Es casi seguro que los más listos de los firmantes traten de salir del atolladero argumental invocando el «patriotismo constitucional», elaborado por Habermas y otros intelectuales alemanes e importado al solar íbero por la FAES, cambiando su significado, por supuesto. La concepción originaria partía del enunciado de que era posible asumir un patriotismo alemán en la medida en que el pueble germano se sintiera orgulloso de haber superado el nazismo, oponiéndose activamente a la defensa, olvido o tergiversación del hitlerismo (al respecto sólo planteo una prueba: propóngase a los firmantes de este manifiesto signar otro que reclamase políticas públicas de reconocimiento radical del significado criminal del franquismo y del valor de la memoria antifranquista, a ver cuántos quedaban). Desde esa idea, los patriotas constitucionales alemanes avanzan a afirmar el reconocimiento de una unidad en torno a la Constitución en una circunstancia «postnacional», es decir, que no se recrea en las tradiciones del nacionalismo alemán (¿repetimos la prueba con la superación de la nación española?) Finalmente Habermas ha reiterado la ambivalencia de que en esa construcción influyera mucho un latente «patriotismo del marco», o sea, una potencia económica que superaba anteriores inestabilidades e inseguridades (¿podemos argüir eso aquí, en las condiciones de la crisis que, entre otras cosas, está en parte detrás del conflicto catalán?).

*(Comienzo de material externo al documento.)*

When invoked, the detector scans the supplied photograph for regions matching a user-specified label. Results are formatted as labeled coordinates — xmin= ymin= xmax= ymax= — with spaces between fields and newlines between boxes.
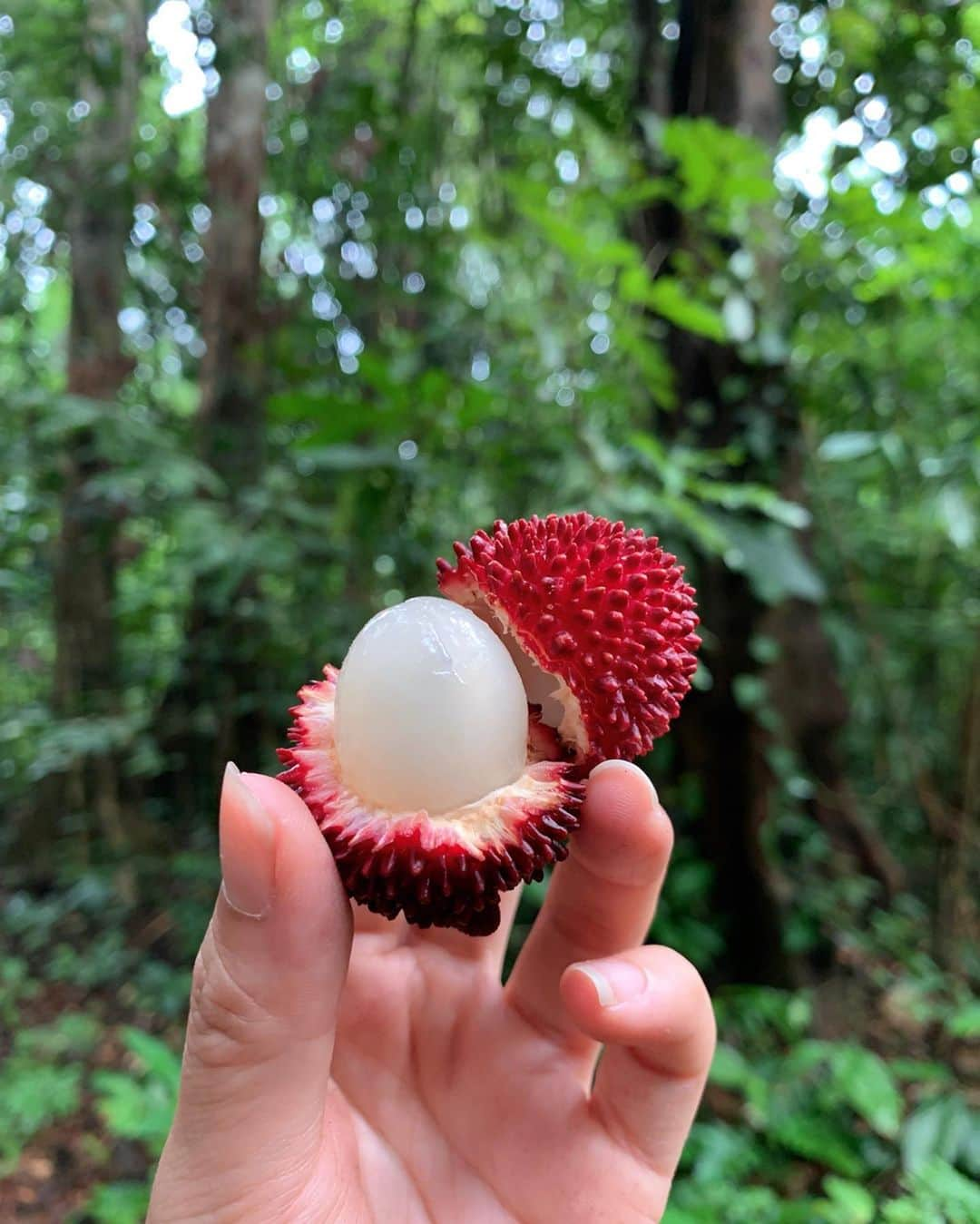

Al final lo que queda es rancio nacionalismo español, aun en boca de ilustres personajes. Y lo que subyace siempre, faltaría más, es la salvación del sacrosanto consenso constitucional. Pienso que sí, que aquel consenso fue muy positivo, de las mejores cosas que nos han sucedido en la atormentada historia española, pero también pienso que seguir usándolo como criterio de validez para toda situación, como justificación legitimadora de cualquier cosa, sólo nos va a llevar a quebrar la idea constitucional por dentro y a generar anomia y ruptura de un pacto más originario: el que permitió que se sentaran a la mesa los que debían pactar el Texto Constitucional, el que se ha de basar siempre en el diálogo, aun en sus formas más tortuosas, el que de verdad es un capital simbólico imprescindible. Por lo tanto atacar el diálogo futuro en nombre del consenso pasado no sólo es un insulto a la inteligencia sino una apuesta por andar por la cuerda más floja que alguien pueda imaginar desde que Franco nos quiso dejar atados y bien atados: al fin y al cabo los Principios Generales del Movimiento se autoproclamaron inmutables e imprescriptibles, como estos signatarios imaginan la Constitución. Por esta vía llegamos, más allá de la cuestión catalana, a un problema nodal de nuestra convivencia: ante cada problema serio buena parte de la ciudadanía clama por el consenso y la propia arquitectura constitucional y la razón democrática aconsejan consensos para emprender reformas inaplazables. Todos lo dicen, pero la derecha, encastillada -en todos los sentidos de la palabra-, se limita a formular el conjuro eterno de ese consenso pero advirtiendo de antemano que no dará ningún paso, que al enemigo no se le va a regalar la mesa y la palabra. Y por ese camino, claro, cada vez seremos más los enemigos. Y el consenso ha devenido pura fórmula mágica para explicar lo inexplicable y para tratar de mantener dentro de las cuevas todas las discrepancias. Mala pinta tiene esto.